In sintesi, in Italia, chi più ha meno paga, in contrasto con l’articolo 53 della Costituzione, che sancisce la progressività del sistema tributario. La tassa Zucman potrebbe contribuire a correggere questa distorsione. Sebbene un accordo internazionale sarebbe auspicabile, nulla impedisce a un paese di introdurre una tassa Zucman autonomamente, proteggendosi dal rischio di fuga di capitali attraverso misure come l’assoggettamento all’imposta per un periodo successivo al cambio di residenza fiscale.

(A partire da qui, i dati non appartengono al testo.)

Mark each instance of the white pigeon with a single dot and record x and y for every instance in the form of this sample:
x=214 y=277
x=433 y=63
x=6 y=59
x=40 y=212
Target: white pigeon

Verso un futuro di equità fiscale e coesione sociale
La giustizia fiscale non è un lusso, ma una necessità per la sopravvivenza del contratto sociale. Se non si affrontano le sfide attuali, chiamando a contribuire chi finora è stato esentato, si rischia di compromettere la stabilità sociale e di aprire la strada a soluzioni politiche estreme. L’appello dei sette premi Nobel e le proposte come la “Tassa Zucman” rappresentano un passo importante verso un futuro di maggiore equità e coesione sociale.
Riflessioni conclusive: un nuovo patto sociale per il XXI secolo
La discussione sulla tassazione dei super-ricchi non è solo una questione economica, ma un tema profondamente etico e sociale. In un’epoca di crescente disuguaglianza, è fondamentale ripensare il patto sociale che lega i cittadini allo Stato. Una nozione base di difesa del consumatore consapevole ci ricorda che ogni individuo ha il diritto di essere informato e di partecipare attivamente alle decisioni che riguardano la redistribuzione della ricchezza. Una nozione avanzata, invece, ci invita a considerare la tassazione come uno strumento di economia circolare, in cui le risorse vengono reinvestite per il bene comune, creando un circolo virtuoso di prosperità condivisa.
È tempo di superare le resistenze ideologiche e di abbracciare soluzioni innovative che garantiscano una tassazione più equa e progressiva. Solo così potremo costruire una società più giusta, inclusiva e sostenibile, in cui tutti abbiano la possibilità di realizzare il proprio potenziale e di contribuire al progresso collettivo. Riflettiamo, quindi, su come possiamo, nel nostro piccolo, promuovere una maggiore consapevolezza e un impegno attivo per un futuro di equità e giustizia sociale.